Oh, a footnote to all this: The policy was adopted in 2014 - under Obama.
4. Next, this type of intellectual corruption is pretty commonplace these days, but still it’s outrageous.
William Happer |
The emails show that Happer, who has claimed that carbon dioxide is good for humans and that carbon emissions have been demonized like "the poor Jews under Hitler," actively sought the help of the Heartland Institute, a notorious and brazen liar about climate change, in seeking to discredit the scientific reports on the subject coming out of NASA.
In the words of Matthew Nisbet, a professor of environmental communication and public policy at Northeastern University, "It's equivalent to formulating anti-terrorism policy by consulting with groups that deny terrorism exists."
5. One final outrage. Ryan Kirkpatrick is a student at West Park Elementary School in Napa, California. He's 9 years old.
On June 10, it was reported that after learning that some kids cannot afford lunch at school and have to take on debt, he used his saved-up allowance money to pay off those debts for his entire third-grade class - because, according to his mother, he wanted to make a difference. The total came to $74.50.
So why is this an outrage?
Ryan Kirkpatrick |
Make no mistake, Ryan Kirkpatrick did a good and kind thing. The Outrage is not in what he did - it's in the fact that such an act is ever necessary.
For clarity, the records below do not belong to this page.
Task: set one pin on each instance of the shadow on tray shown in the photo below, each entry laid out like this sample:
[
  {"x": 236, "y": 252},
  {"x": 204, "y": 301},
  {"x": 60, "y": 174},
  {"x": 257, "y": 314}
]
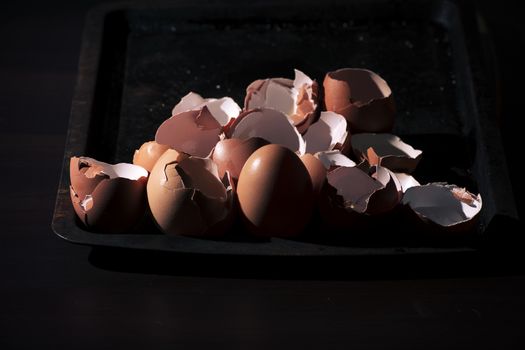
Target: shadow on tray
[{"x": 500, "y": 257}]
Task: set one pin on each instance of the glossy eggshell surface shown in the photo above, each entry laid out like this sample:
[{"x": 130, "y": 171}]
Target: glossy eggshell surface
[
  {"x": 186, "y": 196},
  {"x": 275, "y": 192},
  {"x": 148, "y": 154},
  {"x": 231, "y": 154}
]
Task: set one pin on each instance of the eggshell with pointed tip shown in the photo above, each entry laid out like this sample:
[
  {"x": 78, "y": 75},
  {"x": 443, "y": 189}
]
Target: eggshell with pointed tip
[{"x": 362, "y": 97}]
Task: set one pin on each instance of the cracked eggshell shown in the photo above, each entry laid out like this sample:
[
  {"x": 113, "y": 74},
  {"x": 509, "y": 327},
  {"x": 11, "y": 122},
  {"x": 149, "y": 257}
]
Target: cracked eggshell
[
  {"x": 446, "y": 207},
  {"x": 275, "y": 192},
  {"x": 407, "y": 181},
  {"x": 317, "y": 171},
  {"x": 231, "y": 154},
  {"x": 148, "y": 154},
  {"x": 387, "y": 198},
  {"x": 194, "y": 132},
  {"x": 224, "y": 109},
  {"x": 389, "y": 150},
  {"x": 297, "y": 99},
  {"x": 107, "y": 198},
  {"x": 187, "y": 197},
  {"x": 362, "y": 97},
  {"x": 334, "y": 159},
  {"x": 353, "y": 193},
  {"x": 269, "y": 124},
  {"x": 327, "y": 133}
]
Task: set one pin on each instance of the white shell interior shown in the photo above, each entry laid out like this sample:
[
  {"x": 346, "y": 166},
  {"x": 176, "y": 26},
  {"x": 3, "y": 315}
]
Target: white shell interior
[
  {"x": 383, "y": 145},
  {"x": 437, "y": 203},
  {"x": 271, "y": 125}
]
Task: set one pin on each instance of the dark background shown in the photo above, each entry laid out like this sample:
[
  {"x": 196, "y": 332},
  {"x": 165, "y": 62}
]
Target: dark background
[{"x": 54, "y": 294}]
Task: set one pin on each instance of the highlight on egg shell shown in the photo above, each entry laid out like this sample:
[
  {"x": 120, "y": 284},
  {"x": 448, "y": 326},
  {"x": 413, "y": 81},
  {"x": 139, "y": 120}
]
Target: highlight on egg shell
[
  {"x": 297, "y": 99},
  {"x": 389, "y": 150},
  {"x": 148, "y": 154},
  {"x": 326, "y": 134},
  {"x": 194, "y": 132},
  {"x": 275, "y": 193},
  {"x": 187, "y": 197},
  {"x": 407, "y": 181},
  {"x": 362, "y": 97},
  {"x": 105, "y": 197},
  {"x": 334, "y": 159},
  {"x": 224, "y": 109},
  {"x": 443, "y": 206}
]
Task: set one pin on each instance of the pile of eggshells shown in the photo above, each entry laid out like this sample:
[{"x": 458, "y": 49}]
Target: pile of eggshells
[{"x": 271, "y": 165}]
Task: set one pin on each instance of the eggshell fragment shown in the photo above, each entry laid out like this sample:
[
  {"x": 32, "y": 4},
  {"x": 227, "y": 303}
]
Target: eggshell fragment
[
  {"x": 186, "y": 196},
  {"x": 325, "y": 134},
  {"x": 448, "y": 206},
  {"x": 148, "y": 154},
  {"x": 107, "y": 198},
  {"x": 407, "y": 181},
  {"x": 373, "y": 194},
  {"x": 223, "y": 110},
  {"x": 362, "y": 97},
  {"x": 231, "y": 154},
  {"x": 355, "y": 186},
  {"x": 297, "y": 99},
  {"x": 275, "y": 192},
  {"x": 334, "y": 159},
  {"x": 388, "y": 197},
  {"x": 269, "y": 124},
  {"x": 194, "y": 132},
  {"x": 389, "y": 150}
]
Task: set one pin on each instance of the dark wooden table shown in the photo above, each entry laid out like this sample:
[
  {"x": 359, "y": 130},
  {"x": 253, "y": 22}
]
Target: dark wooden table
[{"x": 57, "y": 295}]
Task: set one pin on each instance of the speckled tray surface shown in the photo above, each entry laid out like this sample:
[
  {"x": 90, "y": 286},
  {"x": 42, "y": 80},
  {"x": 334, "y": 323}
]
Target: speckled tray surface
[{"x": 138, "y": 60}]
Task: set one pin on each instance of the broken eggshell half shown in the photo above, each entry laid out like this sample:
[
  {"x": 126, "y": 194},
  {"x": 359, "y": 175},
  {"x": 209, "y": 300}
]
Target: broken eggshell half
[
  {"x": 107, "y": 198},
  {"x": 353, "y": 193},
  {"x": 187, "y": 197},
  {"x": 362, "y": 97},
  {"x": 334, "y": 159},
  {"x": 194, "y": 132},
  {"x": 297, "y": 99},
  {"x": 269, "y": 124},
  {"x": 148, "y": 154},
  {"x": 224, "y": 109},
  {"x": 390, "y": 151},
  {"x": 446, "y": 207},
  {"x": 326, "y": 134}
]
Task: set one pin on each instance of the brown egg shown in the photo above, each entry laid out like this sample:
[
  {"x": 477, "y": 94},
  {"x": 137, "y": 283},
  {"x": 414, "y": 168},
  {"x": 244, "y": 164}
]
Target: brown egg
[
  {"x": 186, "y": 196},
  {"x": 362, "y": 97},
  {"x": 107, "y": 198},
  {"x": 317, "y": 171},
  {"x": 148, "y": 154},
  {"x": 275, "y": 192},
  {"x": 231, "y": 154}
]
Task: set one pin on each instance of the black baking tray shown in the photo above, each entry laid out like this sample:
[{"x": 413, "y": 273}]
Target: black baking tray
[{"x": 138, "y": 60}]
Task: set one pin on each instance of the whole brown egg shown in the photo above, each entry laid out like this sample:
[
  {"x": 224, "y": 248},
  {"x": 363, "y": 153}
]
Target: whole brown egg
[{"x": 275, "y": 192}]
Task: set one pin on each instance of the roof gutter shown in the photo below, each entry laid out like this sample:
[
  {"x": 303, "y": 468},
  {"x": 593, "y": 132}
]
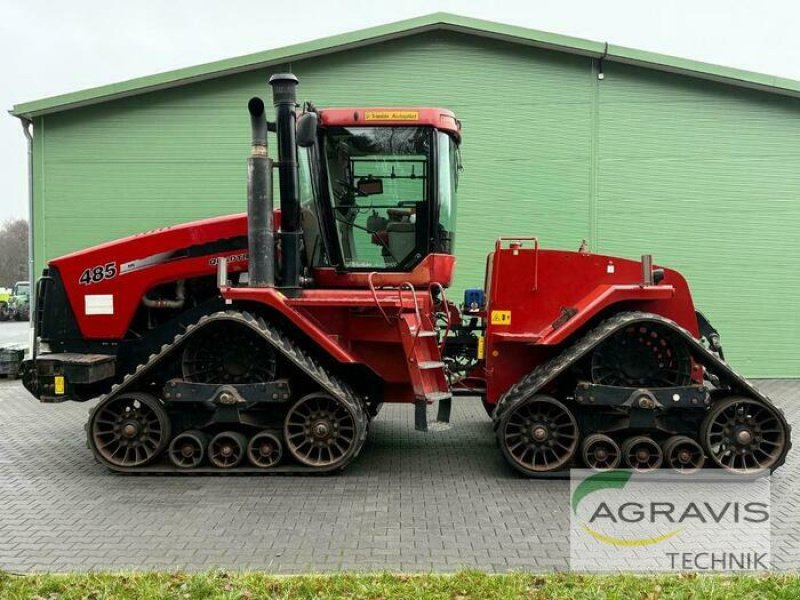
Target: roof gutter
[{"x": 27, "y": 129}]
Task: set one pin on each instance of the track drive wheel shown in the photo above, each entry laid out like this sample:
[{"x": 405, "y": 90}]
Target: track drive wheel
[
  {"x": 321, "y": 431},
  {"x": 744, "y": 435},
  {"x": 642, "y": 355},
  {"x": 642, "y": 453},
  {"x": 129, "y": 430},
  {"x": 683, "y": 454},
  {"x": 539, "y": 435},
  {"x": 224, "y": 352},
  {"x": 600, "y": 452}
]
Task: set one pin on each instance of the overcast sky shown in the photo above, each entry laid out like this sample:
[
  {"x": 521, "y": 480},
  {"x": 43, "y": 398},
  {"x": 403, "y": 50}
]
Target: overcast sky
[{"x": 51, "y": 47}]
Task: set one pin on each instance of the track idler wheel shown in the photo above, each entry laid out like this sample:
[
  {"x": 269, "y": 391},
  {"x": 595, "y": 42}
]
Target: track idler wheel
[
  {"x": 129, "y": 430},
  {"x": 744, "y": 435},
  {"x": 227, "y": 449},
  {"x": 539, "y": 435},
  {"x": 188, "y": 449},
  {"x": 264, "y": 450},
  {"x": 600, "y": 452},
  {"x": 683, "y": 454},
  {"x": 642, "y": 454},
  {"x": 321, "y": 431}
]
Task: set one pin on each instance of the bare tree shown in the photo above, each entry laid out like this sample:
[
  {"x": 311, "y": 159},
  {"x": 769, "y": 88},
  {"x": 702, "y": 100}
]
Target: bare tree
[{"x": 13, "y": 252}]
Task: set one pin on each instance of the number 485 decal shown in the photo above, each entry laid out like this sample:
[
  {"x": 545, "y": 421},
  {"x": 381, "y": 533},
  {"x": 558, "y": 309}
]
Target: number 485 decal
[{"x": 98, "y": 273}]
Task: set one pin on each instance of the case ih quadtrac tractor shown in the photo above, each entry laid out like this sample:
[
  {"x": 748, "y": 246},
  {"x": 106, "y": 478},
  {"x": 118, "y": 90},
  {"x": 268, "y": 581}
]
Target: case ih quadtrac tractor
[{"x": 267, "y": 341}]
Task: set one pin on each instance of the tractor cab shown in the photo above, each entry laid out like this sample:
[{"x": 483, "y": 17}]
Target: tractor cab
[{"x": 377, "y": 188}]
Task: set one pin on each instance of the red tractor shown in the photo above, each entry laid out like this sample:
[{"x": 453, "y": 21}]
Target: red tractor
[{"x": 267, "y": 341}]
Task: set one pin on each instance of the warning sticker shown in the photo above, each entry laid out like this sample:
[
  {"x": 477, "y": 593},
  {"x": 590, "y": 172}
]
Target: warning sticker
[
  {"x": 391, "y": 115},
  {"x": 501, "y": 317}
]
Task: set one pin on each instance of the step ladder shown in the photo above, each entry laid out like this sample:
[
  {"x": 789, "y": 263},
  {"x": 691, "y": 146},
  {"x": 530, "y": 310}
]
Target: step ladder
[{"x": 426, "y": 368}]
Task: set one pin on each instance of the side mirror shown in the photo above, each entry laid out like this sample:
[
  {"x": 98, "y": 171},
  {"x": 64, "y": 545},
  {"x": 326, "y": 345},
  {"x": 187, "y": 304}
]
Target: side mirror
[
  {"x": 369, "y": 186},
  {"x": 306, "y": 132}
]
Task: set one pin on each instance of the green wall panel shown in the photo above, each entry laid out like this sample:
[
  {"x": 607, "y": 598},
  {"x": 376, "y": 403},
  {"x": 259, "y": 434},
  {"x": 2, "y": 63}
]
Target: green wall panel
[
  {"x": 707, "y": 178},
  {"x": 702, "y": 175}
]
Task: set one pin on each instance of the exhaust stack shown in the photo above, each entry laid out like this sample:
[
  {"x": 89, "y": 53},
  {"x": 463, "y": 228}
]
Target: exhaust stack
[
  {"x": 284, "y": 96},
  {"x": 260, "y": 235}
]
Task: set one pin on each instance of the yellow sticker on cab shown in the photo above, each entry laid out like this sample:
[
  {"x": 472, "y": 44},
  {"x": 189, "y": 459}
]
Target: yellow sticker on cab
[
  {"x": 481, "y": 347},
  {"x": 501, "y": 317},
  {"x": 391, "y": 115}
]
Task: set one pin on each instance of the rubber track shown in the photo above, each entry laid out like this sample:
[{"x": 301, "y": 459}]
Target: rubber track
[
  {"x": 556, "y": 366},
  {"x": 283, "y": 344}
]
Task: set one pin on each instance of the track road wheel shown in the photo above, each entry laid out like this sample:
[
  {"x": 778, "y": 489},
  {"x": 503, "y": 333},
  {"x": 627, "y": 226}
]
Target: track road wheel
[
  {"x": 539, "y": 435},
  {"x": 227, "y": 449},
  {"x": 683, "y": 454},
  {"x": 320, "y": 431},
  {"x": 744, "y": 435},
  {"x": 642, "y": 454},
  {"x": 129, "y": 430},
  {"x": 188, "y": 449},
  {"x": 600, "y": 452},
  {"x": 264, "y": 450}
]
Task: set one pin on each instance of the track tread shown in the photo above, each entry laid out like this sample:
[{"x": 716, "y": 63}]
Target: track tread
[
  {"x": 549, "y": 370},
  {"x": 283, "y": 344}
]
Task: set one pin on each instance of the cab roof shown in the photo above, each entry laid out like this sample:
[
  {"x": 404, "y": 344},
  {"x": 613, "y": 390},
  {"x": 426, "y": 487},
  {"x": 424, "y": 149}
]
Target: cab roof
[{"x": 397, "y": 116}]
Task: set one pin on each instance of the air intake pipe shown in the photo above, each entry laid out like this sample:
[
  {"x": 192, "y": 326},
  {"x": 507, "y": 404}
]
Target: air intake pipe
[
  {"x": 260, "y": 236},
  {"x": 284, "y": 96}
]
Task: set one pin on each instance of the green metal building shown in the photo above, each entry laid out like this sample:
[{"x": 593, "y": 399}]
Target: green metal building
[{"x": 564, "y": 138}]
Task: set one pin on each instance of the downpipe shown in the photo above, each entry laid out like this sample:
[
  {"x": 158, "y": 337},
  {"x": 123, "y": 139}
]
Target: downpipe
[{"x": 27, "y": 125}]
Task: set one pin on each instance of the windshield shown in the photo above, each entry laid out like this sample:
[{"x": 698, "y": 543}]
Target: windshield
[
  {"x": 448, "y": 185},
  {"x": 379, "y": 184}
]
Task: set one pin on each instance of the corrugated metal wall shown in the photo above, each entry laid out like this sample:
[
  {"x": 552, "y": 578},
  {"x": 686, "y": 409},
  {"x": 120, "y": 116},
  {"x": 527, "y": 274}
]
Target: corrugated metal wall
[{"x": 705, "y": 176}]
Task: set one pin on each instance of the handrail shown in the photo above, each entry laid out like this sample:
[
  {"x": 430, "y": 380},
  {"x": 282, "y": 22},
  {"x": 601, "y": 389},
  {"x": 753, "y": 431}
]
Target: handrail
[
  {"x": 375, "y": 296},
  {"x": 436, "y": 284},
  {"x": 416, "y": 311},
  {"x": 531, "y": 238}
]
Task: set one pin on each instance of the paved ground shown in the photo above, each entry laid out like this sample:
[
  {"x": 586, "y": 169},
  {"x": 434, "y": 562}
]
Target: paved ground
[
  {"x": 14, "y": 332},
  {"x": 411, "y": 502}
]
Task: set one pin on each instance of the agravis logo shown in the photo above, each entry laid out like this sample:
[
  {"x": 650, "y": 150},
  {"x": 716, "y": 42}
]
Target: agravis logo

And bear in mind that this comes at the same time that the federal minimum wage has passed an ignominious milestone: It has been stuck at $7.25 an hour since July 24, 2009 - and as of June 16 it had gone the longest time without an adjustment since the program was enacted in 1938. In fact, the purchasing power of the minimum wage has been declining since it hit its peak in February 1968 - that's a 51-year long decline in purchasing power.
A majority of states now have minimums above the federal level, but even in those, only three now have minimums above $11.50 an hour - a figure which offers purchasing power slightly below that of the federal minimum those 51 years ago. It's 51 years to get exactly nowhere.
Meanwhile, in 21 states the paltry, miserly, federal minimum is still the standard.
And we're all supposed to believe our economic lords and masters when they tell us the economy is doing great.